= Zoe Belle Gender Collective =

Australian organization

Zoe Belle Gender Collective, formerly known as the Zoe Belle Gender Centre, is a Melbourne, Victoria-based organization that is concerned with the health and well-being of transgender and other gender diverse people. Among its activities, the organization has been campaigning for the establishment of a community centre. Zoe Belle Gender Collective was founded in 2007 and is named after the late transgender activist Zoe Belle.

==History==

Since the 1980s, local transgender organizations, such as the group Seahorse Victoria, have sought to establish a state-funded community centre for Victoria's transgender population. Zoe Belle Gender Collective is the most recent attempt to establish such a centre.

The organization emerged following a forum on transgender healthcare at Camp Betty, a festival of radical sex and politics that was held 7–11 June 2007 in Melbourne. The forum began with the "premise that we need better healthcare for trans people, more community involvement in healthcare provision from transpeople rather than doctors and 'experts', and that this healthcare should be publicly funded."

Following the forum, a group of activists from the local SGD community began a campaign to establish a 'gender centre' for Victoria. Among the group was Zoe Belle, an activist in LGBT rights, women's rights, and other causes. On 15 January 2008, Zoe Belle took her own life. In tribute to Zoe Belle, the group of activists became known as the Zoe Belle Gender Centre Working Group and they named the emerging organization Zoe Belle Gender Centre.

On 25 August 2015 the Zoe Belle Gender Centre changing their name to the Zoe Belle Gender Collective.

==Mission==

The organization's mission statement is: "To support and improve the health and wellbeing of people of all genders. We view health holistically to assist, inform, enliven and advocate for our communities."

==Primary activities==

===Campaign to establish a 'gender centre' for Victoria===

In the lead-up to the 2010 Victorian State Election, Zoe Belle Gender Collective intensified its lobbying efforts for the establishment of a state-funded gender centre for Victoria. In a 24 October 2010 media release, the organization criticised the Brumby Government's GLBTI-related election promises as "(forgetting) the 'T' and 'I. It called upon the Labor Government to work with Zoe Belle Gender Collective to establish a state-funded, community-driven gender centre. During this period, Zoe Belle Gender Collective received public letters of support from the Victorian Greens party and the Australian Sex Party. On 24 November, the Victorian Labor Party issued its own letter of support for Zoe Belle Gender Collective, written by then-Deputy Premier and Attorney-General Rob Hulls. On 27 November, the centre-right Liberal/National Coalition opposition, which had not expressed any support for the organization, won government.
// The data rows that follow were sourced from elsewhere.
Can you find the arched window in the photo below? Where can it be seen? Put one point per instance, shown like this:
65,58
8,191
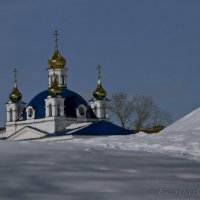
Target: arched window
30,112
11,113
62,79
50,110
58,110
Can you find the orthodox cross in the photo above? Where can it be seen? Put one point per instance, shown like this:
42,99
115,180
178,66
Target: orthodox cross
15,74
99,72
56,38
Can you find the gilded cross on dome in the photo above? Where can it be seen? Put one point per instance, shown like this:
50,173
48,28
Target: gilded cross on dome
56,38
99,72
15,74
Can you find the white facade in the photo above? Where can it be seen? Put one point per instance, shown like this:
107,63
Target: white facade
27,122
14,110
99,107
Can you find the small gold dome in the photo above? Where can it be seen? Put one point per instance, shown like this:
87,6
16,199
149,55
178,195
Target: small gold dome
99,92
15,95
54,89
56,61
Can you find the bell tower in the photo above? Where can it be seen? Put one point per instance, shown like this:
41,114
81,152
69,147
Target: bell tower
99,101
15,105
57,62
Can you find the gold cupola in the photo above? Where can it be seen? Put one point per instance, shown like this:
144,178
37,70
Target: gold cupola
56,61
54,89
15,95
99,93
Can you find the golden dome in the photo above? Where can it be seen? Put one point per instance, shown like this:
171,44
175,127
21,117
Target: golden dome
54,89
99,92
15,95
56,61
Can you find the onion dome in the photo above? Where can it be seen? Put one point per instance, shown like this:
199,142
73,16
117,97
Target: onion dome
54,89
99,93
56,61
15,95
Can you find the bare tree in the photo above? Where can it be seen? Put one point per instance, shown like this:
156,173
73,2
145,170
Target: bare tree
139,113
122,108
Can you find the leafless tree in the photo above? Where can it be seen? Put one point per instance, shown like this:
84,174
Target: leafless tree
138,113
143,110
121,107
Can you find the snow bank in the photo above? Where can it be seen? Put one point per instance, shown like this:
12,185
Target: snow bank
180,139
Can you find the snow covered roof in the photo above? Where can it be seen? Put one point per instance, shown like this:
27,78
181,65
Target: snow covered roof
102,128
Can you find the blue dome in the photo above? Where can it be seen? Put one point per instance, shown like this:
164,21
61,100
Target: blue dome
72,101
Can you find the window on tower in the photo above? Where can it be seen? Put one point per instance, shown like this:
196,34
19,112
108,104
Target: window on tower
62,79
50,110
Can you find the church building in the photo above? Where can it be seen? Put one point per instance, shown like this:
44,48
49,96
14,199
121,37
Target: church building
58,113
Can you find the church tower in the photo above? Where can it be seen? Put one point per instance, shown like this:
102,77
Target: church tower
15,105
54,103
99,101
57,63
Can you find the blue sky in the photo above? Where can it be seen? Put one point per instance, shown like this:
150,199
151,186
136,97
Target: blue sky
150,47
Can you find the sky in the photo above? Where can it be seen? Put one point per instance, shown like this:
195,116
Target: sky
148,47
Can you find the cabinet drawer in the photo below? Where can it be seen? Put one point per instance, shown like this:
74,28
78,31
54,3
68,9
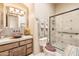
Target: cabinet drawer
20,51
6,53
23,42
29,50
8,46
29,45
29,41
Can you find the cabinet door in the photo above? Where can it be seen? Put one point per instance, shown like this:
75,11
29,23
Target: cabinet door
20,51
5,53
59,23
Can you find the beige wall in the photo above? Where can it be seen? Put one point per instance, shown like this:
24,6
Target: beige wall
67,21
62,7
15,5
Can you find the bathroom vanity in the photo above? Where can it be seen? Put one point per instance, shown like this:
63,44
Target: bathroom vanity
16,46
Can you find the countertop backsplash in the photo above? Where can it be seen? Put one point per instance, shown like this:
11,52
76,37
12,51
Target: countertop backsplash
6,32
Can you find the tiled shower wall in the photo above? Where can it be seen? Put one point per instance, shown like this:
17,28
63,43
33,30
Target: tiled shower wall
66,29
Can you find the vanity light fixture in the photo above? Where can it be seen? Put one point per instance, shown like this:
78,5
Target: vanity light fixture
11,10
15,11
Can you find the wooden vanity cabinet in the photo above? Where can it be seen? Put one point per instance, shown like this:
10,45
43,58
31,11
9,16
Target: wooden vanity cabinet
20,51
20,48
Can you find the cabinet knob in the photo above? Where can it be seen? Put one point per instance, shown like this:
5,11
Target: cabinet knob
71,20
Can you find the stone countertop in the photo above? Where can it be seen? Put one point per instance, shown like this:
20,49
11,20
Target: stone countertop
11,40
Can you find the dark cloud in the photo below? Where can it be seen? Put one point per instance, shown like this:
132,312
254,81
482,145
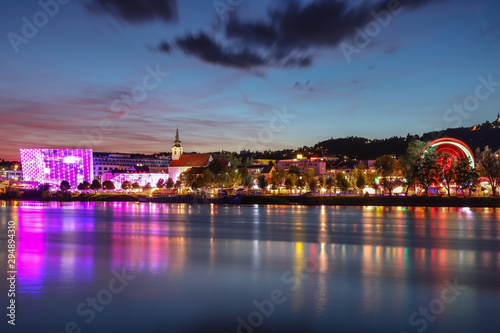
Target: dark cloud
205,48
136,11
289,33
165,47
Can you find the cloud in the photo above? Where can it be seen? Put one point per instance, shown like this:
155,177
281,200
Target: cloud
205,48
136,11
165,47
288,35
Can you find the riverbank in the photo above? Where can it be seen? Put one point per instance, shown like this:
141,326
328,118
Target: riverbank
342,200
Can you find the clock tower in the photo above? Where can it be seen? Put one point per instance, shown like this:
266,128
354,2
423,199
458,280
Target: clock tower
177,148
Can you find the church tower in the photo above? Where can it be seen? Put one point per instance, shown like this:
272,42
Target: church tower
177,148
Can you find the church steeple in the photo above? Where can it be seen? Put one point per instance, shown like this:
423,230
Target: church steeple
177,142
177,149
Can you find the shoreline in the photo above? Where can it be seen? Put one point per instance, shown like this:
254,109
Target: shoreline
315,200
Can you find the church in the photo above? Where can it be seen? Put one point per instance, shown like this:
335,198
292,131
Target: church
183,162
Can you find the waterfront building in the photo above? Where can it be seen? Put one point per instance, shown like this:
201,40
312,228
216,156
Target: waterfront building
52,166
184,162
319,166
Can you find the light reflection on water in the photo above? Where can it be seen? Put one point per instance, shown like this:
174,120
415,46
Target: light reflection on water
370,267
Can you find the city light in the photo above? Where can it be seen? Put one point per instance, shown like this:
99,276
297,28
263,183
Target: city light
52,166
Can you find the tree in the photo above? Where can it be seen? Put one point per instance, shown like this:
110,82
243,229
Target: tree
96,185
428,169
64,186
313,185
410,163
330,182
301,183
108,185
446,171
322,182
309,175
208,178
126,185
243,173
489,166
387,168
83,186
294,169
262,182
342,182
359,176
160,183
466,177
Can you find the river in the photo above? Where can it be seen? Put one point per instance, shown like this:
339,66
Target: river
145,267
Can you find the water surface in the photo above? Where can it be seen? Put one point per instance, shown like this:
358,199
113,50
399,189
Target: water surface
202,268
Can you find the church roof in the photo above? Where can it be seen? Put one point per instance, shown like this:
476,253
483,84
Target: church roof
192,160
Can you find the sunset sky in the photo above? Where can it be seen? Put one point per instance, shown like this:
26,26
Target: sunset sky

===Suicide prevention of young transgender and gender diverse people ===

In December 2011, Zoe Belle Gender Collective was one of seven recipients of a $4 million package from the Baillieu Government to address suicide and self-harm among LGBTI young people. Receiving non-recurrent funding of $146,000 over four years, Zoe Belle Gender Collective became what is believed to be the first Victorian transgender organization to receive government funding.

===Virtual gender centre===

In August 2010, the organization launched a 'virtual gender centre'. Based at Zoe Belle Gender Collective's official website, the virtual gender centre provides resources for those who are interested in the health and well-being of SGD people.

===Events===

The organization runs community events such as workshops and social gatherings.